MANILA, PHILIPPINES—The Federal Bureau of Investigation (FBI) in the United States recently warned consumers against using USB ports for charging in public spaces such as airports, malls, and hotels, as attackers can "juice jack" data or insert malware into one’s phone or device for theft.
While the public service announcement released on Twitter was meant for Americans, many other countries, like the Philippines, also have public establishments with free charging stations as emergency assistance to consumers. The threat of a juice jack attack exists everywhere people plug their devices into untrusted ports, like in public charging stations.
Sean Duca, Vice President and Regional Chief Security Officer for Asia Pacific & Japan at Palo Alto Network, shared, "We should always remember that nothing in the world is free. Trusting public charging kiosks with your smartphone carries a significant risk of personal information being retrieved or downloaded without your consent."
The recipe for a juice jack attack
A USB (universal serial bus) cable is the key ingredient in a juice jack attack. USB cables are designed with two wires for data transfer and power, respectively. Juice jacking happens when malicious actors embed malware into charging stations and activate data transfer through the USB cables to infect connecting devices.
The malware, now on the connected device, can then use seemingly normal notifications to trick people into giving it access. Examples include an app asking permission to access files similar to what social media platforms do or operating systems requiring users to authorize a new update. If not given focus, users could simply allow these requests without considering the risks of such a stealthy threat.

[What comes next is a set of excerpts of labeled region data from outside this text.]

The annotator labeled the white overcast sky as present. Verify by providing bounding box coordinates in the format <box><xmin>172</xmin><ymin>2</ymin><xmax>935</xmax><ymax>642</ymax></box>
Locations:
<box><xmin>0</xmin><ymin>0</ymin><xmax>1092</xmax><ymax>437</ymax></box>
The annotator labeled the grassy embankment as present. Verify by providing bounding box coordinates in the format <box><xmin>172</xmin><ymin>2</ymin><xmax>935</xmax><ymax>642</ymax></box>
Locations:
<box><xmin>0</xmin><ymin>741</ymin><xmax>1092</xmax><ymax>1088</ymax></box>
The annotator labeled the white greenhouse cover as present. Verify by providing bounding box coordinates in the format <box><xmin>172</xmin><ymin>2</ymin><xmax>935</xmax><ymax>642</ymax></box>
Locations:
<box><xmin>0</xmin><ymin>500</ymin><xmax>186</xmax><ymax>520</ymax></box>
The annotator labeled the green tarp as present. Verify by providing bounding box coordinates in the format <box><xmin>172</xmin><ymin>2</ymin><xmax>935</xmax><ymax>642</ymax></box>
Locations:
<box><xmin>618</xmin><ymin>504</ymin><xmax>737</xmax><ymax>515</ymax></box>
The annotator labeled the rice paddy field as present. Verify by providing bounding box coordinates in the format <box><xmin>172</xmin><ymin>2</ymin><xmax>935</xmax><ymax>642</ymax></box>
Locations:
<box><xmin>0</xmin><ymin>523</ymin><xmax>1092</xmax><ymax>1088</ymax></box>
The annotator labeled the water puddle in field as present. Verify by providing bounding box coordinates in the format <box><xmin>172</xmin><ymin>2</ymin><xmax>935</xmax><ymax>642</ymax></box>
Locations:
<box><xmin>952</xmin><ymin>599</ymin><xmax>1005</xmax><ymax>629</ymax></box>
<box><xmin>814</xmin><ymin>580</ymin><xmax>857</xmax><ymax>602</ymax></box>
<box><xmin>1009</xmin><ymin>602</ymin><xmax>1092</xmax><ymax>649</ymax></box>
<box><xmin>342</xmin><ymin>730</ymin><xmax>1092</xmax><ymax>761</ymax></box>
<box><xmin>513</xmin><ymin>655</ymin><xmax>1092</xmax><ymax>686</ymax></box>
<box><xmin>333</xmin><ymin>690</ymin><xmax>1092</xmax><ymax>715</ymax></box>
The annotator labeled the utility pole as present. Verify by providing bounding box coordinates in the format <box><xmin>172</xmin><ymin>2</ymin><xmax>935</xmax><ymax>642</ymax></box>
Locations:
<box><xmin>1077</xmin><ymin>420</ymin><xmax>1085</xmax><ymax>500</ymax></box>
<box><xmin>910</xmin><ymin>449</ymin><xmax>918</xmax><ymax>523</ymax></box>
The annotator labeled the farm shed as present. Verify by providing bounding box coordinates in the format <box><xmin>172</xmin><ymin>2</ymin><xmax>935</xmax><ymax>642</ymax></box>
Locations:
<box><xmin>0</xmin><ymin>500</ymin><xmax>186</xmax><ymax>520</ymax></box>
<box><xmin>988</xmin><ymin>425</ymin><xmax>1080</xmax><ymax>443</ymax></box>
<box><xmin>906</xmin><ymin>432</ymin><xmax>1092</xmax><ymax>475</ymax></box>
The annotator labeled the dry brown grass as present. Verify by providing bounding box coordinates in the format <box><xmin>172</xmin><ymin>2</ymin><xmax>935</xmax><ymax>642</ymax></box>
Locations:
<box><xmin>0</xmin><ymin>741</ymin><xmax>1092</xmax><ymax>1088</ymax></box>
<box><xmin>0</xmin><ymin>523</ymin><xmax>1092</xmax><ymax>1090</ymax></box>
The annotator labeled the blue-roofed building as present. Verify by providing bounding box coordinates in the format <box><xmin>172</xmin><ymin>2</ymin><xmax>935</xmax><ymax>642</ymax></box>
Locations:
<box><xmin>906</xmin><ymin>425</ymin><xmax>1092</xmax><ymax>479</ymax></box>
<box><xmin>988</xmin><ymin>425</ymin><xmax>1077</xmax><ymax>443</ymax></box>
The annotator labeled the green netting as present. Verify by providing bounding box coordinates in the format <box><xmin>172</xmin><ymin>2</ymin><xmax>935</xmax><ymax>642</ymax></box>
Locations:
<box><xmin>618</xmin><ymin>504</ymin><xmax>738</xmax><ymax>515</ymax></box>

Once access is granted, the situation resorts to the classic scenario of attackers being able to crawl into the victim’s files and applications to collect sensitive information, including bank account credentials or credit card details, to steal data or money.
Resisting juice jacking
What’s the juice to countering a juice jack attack? Duca points back to the power of controlling access within one’s device. "Malware requires a user's permission, much like any other app on your phone, before it can actually infect a device. The users are the last gate to keeping malware away, so it’s really important for them to think before they click and challenge why an app would request access to your personal information."
He elaborated further that many mobile apps request access to a user's data on a device, claiming that doing so will allow users to enjoy the app to its fullest potential. With this being the norm today, users tend to grant permission without considering the risks.
"Public charging stations also carry the threat of malware infection and data theft, similar to the dangers of public Wi-Fi networks. As a mobile-savvy nation, Filipinos need to be prepared to handle this risk by questioning whether we can trust our data with another device and understanding how it can be misused from the get-go," he concluded.